La psychomotricienne passe le vibreur sur la jambe de Thomas qui est assis dans une poussette pour être bien contenu. Tant qu’il ne voit pas l’action, le petit garçon ne prend pas conscience de ce qu’il se passe et semble complètement ignorer les sensations. C’est seulement lorsque nous l’étayons, grâce à l’ajout de canaux sensoriels tels que la vue (il s’agit de l’aider à poser son regard sur ses jambes), qu’il semble éprouver quelque chose.

Comme on l’a précisé auparavant, l’enfant autiste ne montre pas de capacité d’habituation et d’anticipation aux stimulations sensorielles. De ce fait, les décharges toniques et réactions émotionnelles restent déstructurantes et débordantes pour lui. Il vit alors l’expérience d’un corps non investi, déstructuré et fragile.
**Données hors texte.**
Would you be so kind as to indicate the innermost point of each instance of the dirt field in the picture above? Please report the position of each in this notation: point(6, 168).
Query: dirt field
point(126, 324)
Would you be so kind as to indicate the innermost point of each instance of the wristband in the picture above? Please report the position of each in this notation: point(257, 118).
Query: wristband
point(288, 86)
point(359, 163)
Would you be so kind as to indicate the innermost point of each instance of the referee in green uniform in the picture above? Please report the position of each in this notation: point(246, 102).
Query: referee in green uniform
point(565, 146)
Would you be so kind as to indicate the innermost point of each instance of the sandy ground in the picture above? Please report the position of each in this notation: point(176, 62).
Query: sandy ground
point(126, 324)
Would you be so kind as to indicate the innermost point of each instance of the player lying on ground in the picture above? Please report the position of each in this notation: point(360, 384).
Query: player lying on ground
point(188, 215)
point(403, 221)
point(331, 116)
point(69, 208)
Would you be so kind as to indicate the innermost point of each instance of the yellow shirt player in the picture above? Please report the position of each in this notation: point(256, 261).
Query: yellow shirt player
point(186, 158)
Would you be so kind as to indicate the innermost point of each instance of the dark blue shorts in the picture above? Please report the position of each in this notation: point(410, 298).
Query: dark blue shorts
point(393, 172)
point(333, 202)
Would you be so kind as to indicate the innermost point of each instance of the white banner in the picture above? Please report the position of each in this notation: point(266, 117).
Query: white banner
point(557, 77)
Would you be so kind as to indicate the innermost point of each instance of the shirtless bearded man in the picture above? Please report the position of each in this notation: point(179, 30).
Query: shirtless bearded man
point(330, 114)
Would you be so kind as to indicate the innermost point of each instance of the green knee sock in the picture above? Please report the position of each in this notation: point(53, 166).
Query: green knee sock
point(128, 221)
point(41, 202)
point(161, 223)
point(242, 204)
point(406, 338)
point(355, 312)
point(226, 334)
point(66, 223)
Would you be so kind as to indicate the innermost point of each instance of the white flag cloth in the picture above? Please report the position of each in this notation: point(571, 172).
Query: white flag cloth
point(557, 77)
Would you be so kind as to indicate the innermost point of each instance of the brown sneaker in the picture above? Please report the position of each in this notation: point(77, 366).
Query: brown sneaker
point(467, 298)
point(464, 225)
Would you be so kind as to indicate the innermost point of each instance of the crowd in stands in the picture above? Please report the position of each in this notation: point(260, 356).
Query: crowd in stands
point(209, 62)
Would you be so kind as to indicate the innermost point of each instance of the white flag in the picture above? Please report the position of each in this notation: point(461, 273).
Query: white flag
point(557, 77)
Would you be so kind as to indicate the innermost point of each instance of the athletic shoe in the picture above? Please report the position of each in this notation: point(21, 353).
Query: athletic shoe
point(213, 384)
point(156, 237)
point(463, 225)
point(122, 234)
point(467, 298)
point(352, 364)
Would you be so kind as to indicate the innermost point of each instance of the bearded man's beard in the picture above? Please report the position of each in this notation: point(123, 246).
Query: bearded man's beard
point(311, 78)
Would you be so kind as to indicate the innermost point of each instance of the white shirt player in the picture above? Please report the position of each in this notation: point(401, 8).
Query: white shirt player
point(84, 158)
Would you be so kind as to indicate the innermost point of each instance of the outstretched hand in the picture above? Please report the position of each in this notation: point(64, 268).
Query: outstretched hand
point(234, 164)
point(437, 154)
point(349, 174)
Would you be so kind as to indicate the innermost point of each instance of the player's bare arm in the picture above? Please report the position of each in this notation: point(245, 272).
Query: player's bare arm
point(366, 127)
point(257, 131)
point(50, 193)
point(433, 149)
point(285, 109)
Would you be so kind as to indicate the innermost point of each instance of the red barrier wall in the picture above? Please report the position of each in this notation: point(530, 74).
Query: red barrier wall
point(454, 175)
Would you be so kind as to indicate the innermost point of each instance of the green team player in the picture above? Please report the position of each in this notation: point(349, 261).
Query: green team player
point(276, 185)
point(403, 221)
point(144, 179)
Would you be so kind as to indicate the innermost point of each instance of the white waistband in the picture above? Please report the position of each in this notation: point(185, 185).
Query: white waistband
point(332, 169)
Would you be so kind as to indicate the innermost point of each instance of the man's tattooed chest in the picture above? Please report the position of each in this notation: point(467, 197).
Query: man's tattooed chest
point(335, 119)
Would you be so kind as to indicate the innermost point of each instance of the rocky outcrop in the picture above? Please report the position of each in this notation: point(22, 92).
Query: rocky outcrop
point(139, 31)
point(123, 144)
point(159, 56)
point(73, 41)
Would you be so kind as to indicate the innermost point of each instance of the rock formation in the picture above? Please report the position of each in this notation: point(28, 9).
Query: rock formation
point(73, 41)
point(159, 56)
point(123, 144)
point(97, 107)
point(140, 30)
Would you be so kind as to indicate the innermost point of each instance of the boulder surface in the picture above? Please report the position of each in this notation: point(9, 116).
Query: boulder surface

[40] On peut faire le lien avec ce que D. MELTZER nomme démantèlement. Ces

enfants éprouvent des difficultés à effectuer une synthèse des différentes sensations : elles sont juxtaposées entre elles, sans aucun lien, ce qui entrave de manière significative la façon dont ils perçoivent le monde et dont ils se perçoivent eux-mêmes. Selon cet auteur, ce démantèlement signe une incohérence entre les différentes modalités sensorielles et par conséquent, les différentes parties de la personnalité de l’enfant.

« La sensorialité n’est ici, dans le syndrome autistique, aucunement l’habituel lien au monde, aux objets et aux autres, un lien vecteur d’une psychisation permanent et d’un travail d’appropriation représentationnelle et affective à travers les éprouvés d'un sujet, mais plutôt l’exact opposé d’un mouvement anti-psychique et « évitant » par rapport au monde dans ce que l’on peut appeler une perversion psychomotrice (et un ratage) de ce surinvestissement sensori-moteur. » F. JOLY [41, p.46]

L’enfant autiste ne parvient pas à trouver un appui essentiel dans l’environnement pour éprouver et construire son identité, à l’inverse ce monde est envahissant et limite son développement psychique.